As PLANADVISER recently reported, Nationwide found that advisers are getting more comfortable with using a variety of annuity types as retirement income solutions for themselves. These include variable annuities with living benefit riders, in-plan income guarantees, single premium immediate annuities and longevity insurance/deferred income annuities. Each of these options can provide lifetime income, but there is more flexibility in terms of when people might choose to annuitize all or a portion of their retirement savings and how benefits are paid out to individuals. As the regulatory environment shifts to accommodate insurance solutions in 401(k) plans, more of these solutions could end up in individual retirement plans.

O’Connor says it will be important for plan sponsors and individuals to look not only at the annuity solutions but also at alignment of interests.

“Plan sponsors will have to think critically and make sure they are using trusted partners.
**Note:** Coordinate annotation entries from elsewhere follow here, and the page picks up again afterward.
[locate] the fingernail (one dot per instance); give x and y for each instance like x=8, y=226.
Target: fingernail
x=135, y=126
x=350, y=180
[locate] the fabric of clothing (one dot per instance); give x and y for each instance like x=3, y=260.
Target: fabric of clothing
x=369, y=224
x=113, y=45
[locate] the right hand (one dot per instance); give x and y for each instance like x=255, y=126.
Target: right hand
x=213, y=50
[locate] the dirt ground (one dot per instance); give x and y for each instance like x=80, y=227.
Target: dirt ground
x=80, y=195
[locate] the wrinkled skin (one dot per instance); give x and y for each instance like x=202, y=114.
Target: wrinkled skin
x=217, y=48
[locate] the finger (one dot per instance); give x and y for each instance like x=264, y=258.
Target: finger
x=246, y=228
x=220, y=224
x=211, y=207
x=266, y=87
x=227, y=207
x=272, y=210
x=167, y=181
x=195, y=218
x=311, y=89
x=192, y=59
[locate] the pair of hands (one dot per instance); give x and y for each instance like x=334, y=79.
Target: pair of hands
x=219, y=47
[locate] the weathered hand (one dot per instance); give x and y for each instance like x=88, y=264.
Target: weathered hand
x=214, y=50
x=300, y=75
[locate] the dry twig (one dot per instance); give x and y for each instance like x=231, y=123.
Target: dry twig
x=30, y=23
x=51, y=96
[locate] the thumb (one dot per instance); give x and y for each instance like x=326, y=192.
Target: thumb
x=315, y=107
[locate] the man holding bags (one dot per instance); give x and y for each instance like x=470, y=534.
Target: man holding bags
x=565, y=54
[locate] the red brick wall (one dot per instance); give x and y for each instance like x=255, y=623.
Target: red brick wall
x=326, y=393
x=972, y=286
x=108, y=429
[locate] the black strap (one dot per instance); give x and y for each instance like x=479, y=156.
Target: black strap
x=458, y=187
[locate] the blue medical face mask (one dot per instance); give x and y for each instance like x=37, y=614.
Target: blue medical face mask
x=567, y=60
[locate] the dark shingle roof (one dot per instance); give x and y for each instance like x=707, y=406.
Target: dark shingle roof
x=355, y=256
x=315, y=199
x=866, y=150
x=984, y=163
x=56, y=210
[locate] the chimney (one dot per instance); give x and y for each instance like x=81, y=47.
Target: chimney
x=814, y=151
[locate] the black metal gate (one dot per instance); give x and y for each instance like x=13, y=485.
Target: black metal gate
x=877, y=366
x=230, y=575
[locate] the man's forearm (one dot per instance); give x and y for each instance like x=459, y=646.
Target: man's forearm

They can engage with advisers to identify the best choices,” she says.

Hu adds that timing often plays into picking the right income solution.

“We do a lot of work looking at when people think they might want a lifetime income guarantee,” he says. “We provide a lifetime income solution that people can opt into, but they aren’t required. With the current offerings available, you could also wait until you are somewhat far into retirement and then use income solutions to manage longevity risk. People tend to worry when they feel like they locked into a given option. They want flexibility, so we emphasize the importance of looking at lifetime income within the broader portfolio.”